Belfast Telegraph

Jackson and Olding rape trial jurors told not to assume that because woman was drunk she must have wanted sex

Jurors at the rape trial of two Irish rugby internationals have been told a woman is entitled to say no.

Issuing legal directions to the jury of eight men and three women Judge Patricia Smyth told them to "bear in mind" explanations of the law on consent.

Judge Smyth said: "A woman is entitled to say no and to decide what sexual activity she wants, how far she is prepared to go and what she does not want to do."

The high-profile trial, now in its ninth week, is approaching its final stage.

Directing her remarks towards the 11-person jury panel, Judge Smyth said: "It is for you to decide where the truth lies."

In her review of the evidence, the judge said they should not jump to any conclusions because those involved had been drunk on the night in question.

She said: "You should consider all the evidence...

"You must not assume that because (the complainant) was drunk she must have wanted sex.

"People do go out and get drunk."

The judge later added: "It would be wrong to leap to a conclusion that because she was drunk she was must have been looking for or willing to have sex."

The reliability of all witnesses whose evidence is disputed must also be established.

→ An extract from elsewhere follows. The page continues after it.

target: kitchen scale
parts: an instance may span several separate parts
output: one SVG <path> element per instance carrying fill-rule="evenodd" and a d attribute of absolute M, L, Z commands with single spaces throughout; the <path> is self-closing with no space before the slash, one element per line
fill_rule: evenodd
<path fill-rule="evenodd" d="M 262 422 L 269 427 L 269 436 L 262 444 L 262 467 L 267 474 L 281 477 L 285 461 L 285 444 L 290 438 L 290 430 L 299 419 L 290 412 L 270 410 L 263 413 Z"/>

The judge directed jurors to consider whether memory lapses were "genuine" or if they were "simply a convenient excuse" to avoid having to explain their behaviour.

Paddy Jackson, 26, from Belfast's Oakleigh Park and his teammate Stuart Olding, 25, deny raping the same woman at a house in south Belfast in June 2016.

Jackson denies a further charge of sexual assault.

Two other men have also been on trial on charges connected to the alleged incident.

Blane McIlroy, 26, from Royal Lodge Road, Belfast, denies exposure while Rory Harrison, 25, from Manse Road, denies perverting the course of justice and withholding information.

Referencing criticisms of the police investigation, Ms Smyth told jurors all the evidence had been fully tested in court.

The judge said: "It is important that you understand that it is on the basis of evidence you have heard whether you are sure of the defendants' guilt.

"Your function is not to sit in judgment of the competencies of the police or punish them for any perceived failures."

The task of the jury is to decide whether the prosecution has made them "sure" of the defendants' guilt, the court heard.

Ms Smyth added: "Please do not let yourselves be distracted from this task."